Binding efficiency to cell surface.A binding test was carried out according to a previous study with modifications (45). Briefly, RAW 264.7 cells were rinsed twice using PBS without calcium and magnesium [PBS (−)] to remove residual DMEM before the infection process. Virus was inoculated to the cells with a MOI of 0.1 and incubated at 4°C for 90 min to allow the attachment of virus particles, while preventing initiation of the replication cycle at low temperatures. Gentle rocking every 10 to 15 min was employed during the incubation period to prevent the cells from drying. RNA extraction was conducted as soon as incubation was complete. To remove unbound virus particles, the plates were rinsed three times with PBS (−). After rinsing, the cells were scraped using a cell scraper, and then a 150-μl mixture of cells and attached virus was subjected to viral RNA extraction with the QIAamp viral RNA kit (Qiagen). qPCR for MNV was employed to determine the copy numbers of viral RNA before and after the cell-binding experiment (53).

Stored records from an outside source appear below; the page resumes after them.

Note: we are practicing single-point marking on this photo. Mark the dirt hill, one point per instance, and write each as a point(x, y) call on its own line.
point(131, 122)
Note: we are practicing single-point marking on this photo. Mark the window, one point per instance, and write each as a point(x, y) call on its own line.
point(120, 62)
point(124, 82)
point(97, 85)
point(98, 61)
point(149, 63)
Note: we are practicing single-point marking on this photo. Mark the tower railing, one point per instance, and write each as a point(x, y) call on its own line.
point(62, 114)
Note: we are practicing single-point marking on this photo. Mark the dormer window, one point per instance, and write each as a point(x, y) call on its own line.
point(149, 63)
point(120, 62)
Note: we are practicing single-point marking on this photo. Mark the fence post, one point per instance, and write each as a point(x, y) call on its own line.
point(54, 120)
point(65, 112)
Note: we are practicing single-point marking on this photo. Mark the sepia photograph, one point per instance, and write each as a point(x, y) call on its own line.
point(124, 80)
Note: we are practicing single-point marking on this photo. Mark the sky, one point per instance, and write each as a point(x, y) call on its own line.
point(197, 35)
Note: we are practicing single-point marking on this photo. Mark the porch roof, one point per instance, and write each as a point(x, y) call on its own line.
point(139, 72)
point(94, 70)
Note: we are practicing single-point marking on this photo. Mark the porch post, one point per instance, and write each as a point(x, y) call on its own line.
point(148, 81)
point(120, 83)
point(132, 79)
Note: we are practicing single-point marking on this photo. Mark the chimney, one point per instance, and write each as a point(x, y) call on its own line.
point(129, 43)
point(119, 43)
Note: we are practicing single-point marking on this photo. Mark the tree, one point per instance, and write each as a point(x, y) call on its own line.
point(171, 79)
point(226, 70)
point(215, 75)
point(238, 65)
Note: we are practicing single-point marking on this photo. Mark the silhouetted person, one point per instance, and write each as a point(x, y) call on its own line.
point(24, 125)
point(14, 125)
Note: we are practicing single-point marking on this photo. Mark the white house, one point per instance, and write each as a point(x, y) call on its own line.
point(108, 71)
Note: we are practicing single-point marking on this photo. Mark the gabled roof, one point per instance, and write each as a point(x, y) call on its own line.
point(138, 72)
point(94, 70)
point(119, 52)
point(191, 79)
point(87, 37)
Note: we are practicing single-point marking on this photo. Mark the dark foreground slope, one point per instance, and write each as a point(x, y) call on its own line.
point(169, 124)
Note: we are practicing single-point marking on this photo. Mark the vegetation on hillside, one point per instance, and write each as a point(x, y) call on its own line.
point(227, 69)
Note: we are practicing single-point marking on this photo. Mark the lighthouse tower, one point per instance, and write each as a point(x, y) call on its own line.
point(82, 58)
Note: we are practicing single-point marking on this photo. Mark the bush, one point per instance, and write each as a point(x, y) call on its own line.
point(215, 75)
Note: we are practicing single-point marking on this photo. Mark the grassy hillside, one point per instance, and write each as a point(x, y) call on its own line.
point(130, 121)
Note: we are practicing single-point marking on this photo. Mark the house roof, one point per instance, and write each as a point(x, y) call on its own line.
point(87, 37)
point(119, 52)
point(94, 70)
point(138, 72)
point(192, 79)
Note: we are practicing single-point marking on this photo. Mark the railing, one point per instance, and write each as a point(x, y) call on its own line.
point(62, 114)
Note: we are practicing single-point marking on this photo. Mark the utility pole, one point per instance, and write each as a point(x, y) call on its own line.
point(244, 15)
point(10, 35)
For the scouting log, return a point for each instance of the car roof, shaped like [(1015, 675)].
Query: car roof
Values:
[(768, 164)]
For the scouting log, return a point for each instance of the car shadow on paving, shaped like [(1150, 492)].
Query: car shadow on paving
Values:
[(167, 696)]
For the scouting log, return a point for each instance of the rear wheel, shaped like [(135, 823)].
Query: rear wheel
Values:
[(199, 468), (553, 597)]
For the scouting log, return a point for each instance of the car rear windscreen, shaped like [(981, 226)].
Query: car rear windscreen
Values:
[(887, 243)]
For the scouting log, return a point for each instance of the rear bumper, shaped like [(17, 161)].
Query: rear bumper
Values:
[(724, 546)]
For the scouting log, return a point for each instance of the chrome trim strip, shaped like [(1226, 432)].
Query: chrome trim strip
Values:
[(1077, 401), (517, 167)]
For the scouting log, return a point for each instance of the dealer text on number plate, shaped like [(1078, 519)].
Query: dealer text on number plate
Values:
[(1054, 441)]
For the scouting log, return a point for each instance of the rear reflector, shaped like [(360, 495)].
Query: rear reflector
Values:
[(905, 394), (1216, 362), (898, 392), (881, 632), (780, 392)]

Statistical analyses.All statistical analyses were performed using R software version 3.3 (http://www.r-project.org). All data sets were assumed to not be normally distributed. To examine if the ratio of log₁₀ reduction between clones isolated from the control population (X1, X2, X3) and the chlorine-treated population (A1, A2, A3) is less than 1 (null hypothesis), the Wilcoxon signed-rank test was employed. To determine if there was no statistical difference between the growth rate and the doubling time of each chlorine-treated and control clone, the Kruskal-Wallis test was conducted with a significance level of α = 0.05. To check the statistical difference between the selection coefficients (s) among clone combinations (A1 versus X1, A1 versus X2, A1 versus X3, A2 versus X1, A2 versus X2, A2 versus X3, A3 versus X1, A3 versus X2, and A3 versus X3), the Kruskal-Wallis test was performed. This test examined whether replicative fitness is statistically higher than 0. The ratio of bound viral particles to initial spiked virus between isolated clones (A1, A2, A3, X1, X2, X3) was tested using the Wilcoxon rank sum test.